Find d for |f(x) - (1/5)| < .05 if |x-5| < d

[Soaring Crane]

A positive number E and the limit L of a function f at a are given. Find a number d such that |f(x) - L| < E if 0 < |x-a| < d.

Lim x --> 5 (1/x) = 1/5; E = 0.05

The answer or value of d = 1/505.

These are the steps that I did, and, unfortunately, my efforts did not end in that result.

|f(x) - (1/5)| < .05 if |x-5| < d.

a. f(5 - d_1) = (1/5) + .05 = 0.25

1/(5 - d_1) = 0.25

d_1 = 1

b. f(5 + d_2) = (1/5) - 0.05 = .15

1/(5 + d_2) = 0.15

d_2 = 1.67

Neither delta fits the answer. Why is my proof terribly incorrect? Is there an alternate method?

Thanks.

 

[Nate810]

Your proof is not incorrect, but you are using two different delta values. For |f(x) - L| < E to be true, 0 < |x-a| < d must be true for the same value of d. You need to set a single value for d that satisfies both of these conditions. To do this, start by setting d to the smaller of the two deltas (in this case, d = 1). Then, check that |f(5+d) - L| < E is also true. If it is not, then increase the value of d until it is. In this example, we have |f(5+1) - L| = |(1/6) - (1/5)| = 0.16, which is not less than 0.05, so we need to increase the value of d. We can do this by setting d = 1.67 (the larger of the two deltas you calculated), which gives us |f(5+1.67) - L| = |(1/6.67) - (1/5)| = 0.04, which is less than 0.05. Therefore, the answer is d = 1.67.

 

[quicknote]

First of all, it is important to note that the value of d in this problem does not necessarily have to be a whole number. So, your calculations for d_1 and d_2 may not necessarily be incorrect.

To find the value of d, we need to use the definition of a limit. We know that the limit of f(x) as x approaches 5 is 1/5, and we want to find a value of d such that when x gets closer and closer to 5 (but not equal to 5), the difference between f(x) and 1/5 is less than 0.05.

So, we can set up the inequality:

|f(x) - 1/5| < 0.05

And this holds true if:

-0.05 < f(x) - 1/5 < 0.05

-0.05 + 1/5 < f(x) < 0.05 + 1/5

0.15 < f(x) < 0.25

Now, we can use the definition of a limit to find a value of d that satisfies this inequality. According to the definition of a limit, there exists a positive number d such that if 0 < |x - 5| < d, then |f(x) - 1/5| < 0.05.

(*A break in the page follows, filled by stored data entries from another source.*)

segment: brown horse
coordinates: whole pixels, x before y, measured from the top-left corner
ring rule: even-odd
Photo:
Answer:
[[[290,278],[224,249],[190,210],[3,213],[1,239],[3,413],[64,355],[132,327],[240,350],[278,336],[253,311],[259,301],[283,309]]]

This means that f(x) must be between 0.15 and 0.25 when x is within d units of 5. So, we can choose any value of d that satisfies this condition. For example, we can choose d = 0.01, which means that when x is between 4.99 and 5.01, f(x) will be between 0.15 and 0.25, satisfying the inequality.

In summary, the value of d is not a specific number, but rather any positive number that satisfies the condition that f(x) must be between 0.15 and 0.25 when x is within d units of 5. I hope this helps clarify the problem and your approach.